3 Demographics and the India election (Jason Burke in The Guardian) Over the next six weeks more than half a billion Indians will go to 930,000 polling stations in the 16th general election since the country won independence from Britain in 1947. The exact impact of the 120 million first-time voters expected to cast their ballots is hotly debated. What is undisputed is that young generation will decide their nation’s future.
First there are the sheer demographics: a third of the population is under 15, more than half under 24; every third person in an Indian city today is between 15 and 32; the median age in India is 27; around 150 million people are eligible to vote for the first time in the coming polls.
Then there is the wider story of present-day India. The powerful growth that boosted incomes and significantly reduced poverty has faltered in recent years. Traditional values and customs have given way to a new uncertainty. Much is changing, and the process of transition is traumatic for millions. India’s youth could be a “demographic dividend”, ensuring stability and prosperity for decades to come – or a disaster, condemning the country to years of deep social tensions, drift and fear. For if, as a recent report by the United Nations(PDF) commented, if there is a “vibrancy” among young people, there is great anger too.
Educational institutions are grossly over-subscribed and hugely under-resourced. Worse, perhaps, there is little guarantee of satisfactory employment whatever the investment of time and money. According to Indian government data, although growth averaged 8.7% from 2005 to 2010, only 1m jobs were created, leaving 59 million new entrants on to the labour market with nothing. Graduate unemployment can touch 30% for women in rural areas. Even for men in towns, it is at least 17%.

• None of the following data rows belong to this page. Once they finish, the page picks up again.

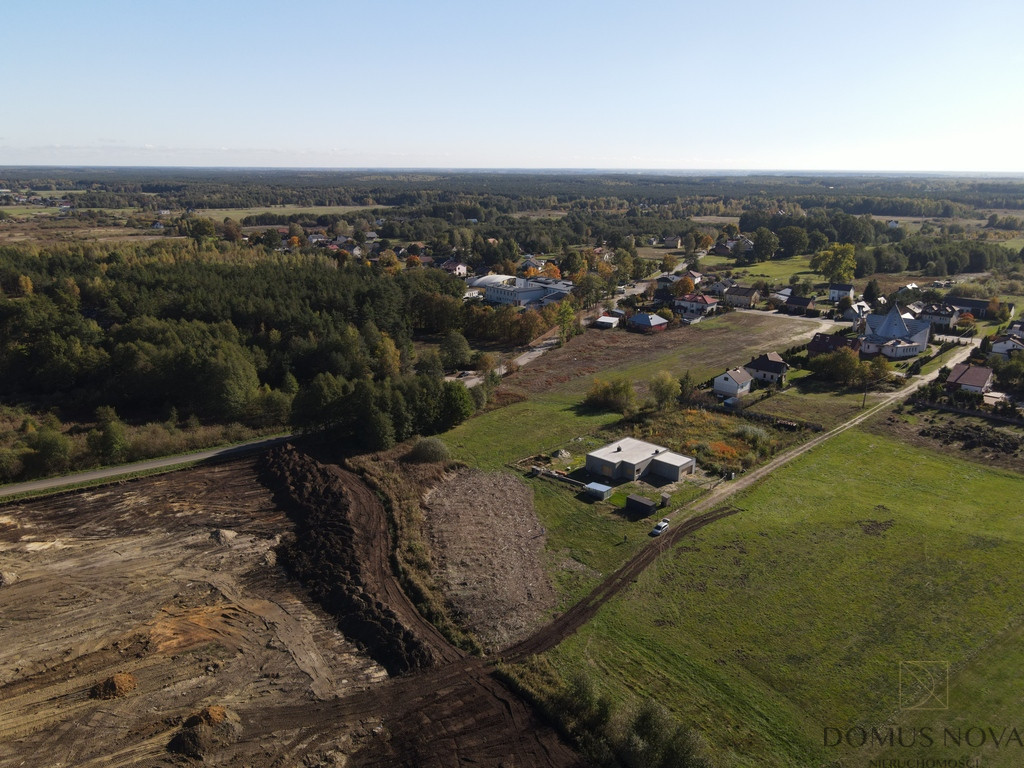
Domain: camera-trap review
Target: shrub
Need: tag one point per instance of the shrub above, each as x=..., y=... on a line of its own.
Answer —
x=429, y=450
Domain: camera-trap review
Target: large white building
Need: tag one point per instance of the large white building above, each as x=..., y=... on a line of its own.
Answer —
x=630, y=459
x=507, y=289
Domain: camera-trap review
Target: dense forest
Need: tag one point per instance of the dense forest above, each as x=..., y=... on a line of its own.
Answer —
x=221, y=334
x=706, y=194
x=253, y=321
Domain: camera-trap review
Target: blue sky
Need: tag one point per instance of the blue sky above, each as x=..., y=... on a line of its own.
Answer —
x=787, y=85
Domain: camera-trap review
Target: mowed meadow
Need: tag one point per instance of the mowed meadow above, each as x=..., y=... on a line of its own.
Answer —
x=792, y=616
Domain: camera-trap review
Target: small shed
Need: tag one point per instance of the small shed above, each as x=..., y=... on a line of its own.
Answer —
x=640, y=504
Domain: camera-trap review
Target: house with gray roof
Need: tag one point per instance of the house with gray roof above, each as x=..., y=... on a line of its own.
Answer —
x=894, y=336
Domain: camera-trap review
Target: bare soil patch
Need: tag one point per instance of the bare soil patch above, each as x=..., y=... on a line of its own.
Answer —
x=488, y=546
x=705, y=349
x=968, y=437
x=127, y=583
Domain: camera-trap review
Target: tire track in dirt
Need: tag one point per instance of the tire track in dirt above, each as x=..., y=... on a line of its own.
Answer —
x=567, y=624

There is also violence. As elsewhere in the world, 18- to 25-year-olds in India are disproportionate victims, and perpetrators, of violence. So-called “honour killing” does not just involve parents, but siblings too. Young women living more independent lives than their mothers suffer systematic sexual harassment, and sometimes assault, in public and, increasingly, in the workplace.
Perhaps the greatest challenge for India’s often elderly policymakers lies in managing expectations. B Narayanaswamy, of Ipsos Indica, a leading local market research company, traces four generational shifts since India gained its independence in 1947. In the early 1950s, patriotism and self-sacrifice were dominant as values, with young people wanting to be teachers. Twenty years later, after the 1971 war with Pakistan and with the autocratic Indira Gandhi committed to a socialist programme, the most popular professions were in the military. By the early 1990s, there came an identity-based reaction to a globalisation both channelled and encouraged by a newly resurgent Hindu nationalist ideology. Finally, today, values are increasingly determined by urbanisation.
“The new sets of beliefs and behaviours are all urban. The jobs and the prospects are to be found in cities. There’s a big shift away from hierarchy, and feudal mindsets. Success is defined in economic terms – a salary, a car, a mobile. It’s more about a hand-up than a handout,” said Narayanaswamy. Many have pointed out that this is a generation for which doctrinaire arguments pitting socialism against capitalism, the developing world against the west or even events such as the destruction of the Babri mosque in Ayodhya, Uttar Pradesh, in 1991 have little, or at least less, relevance.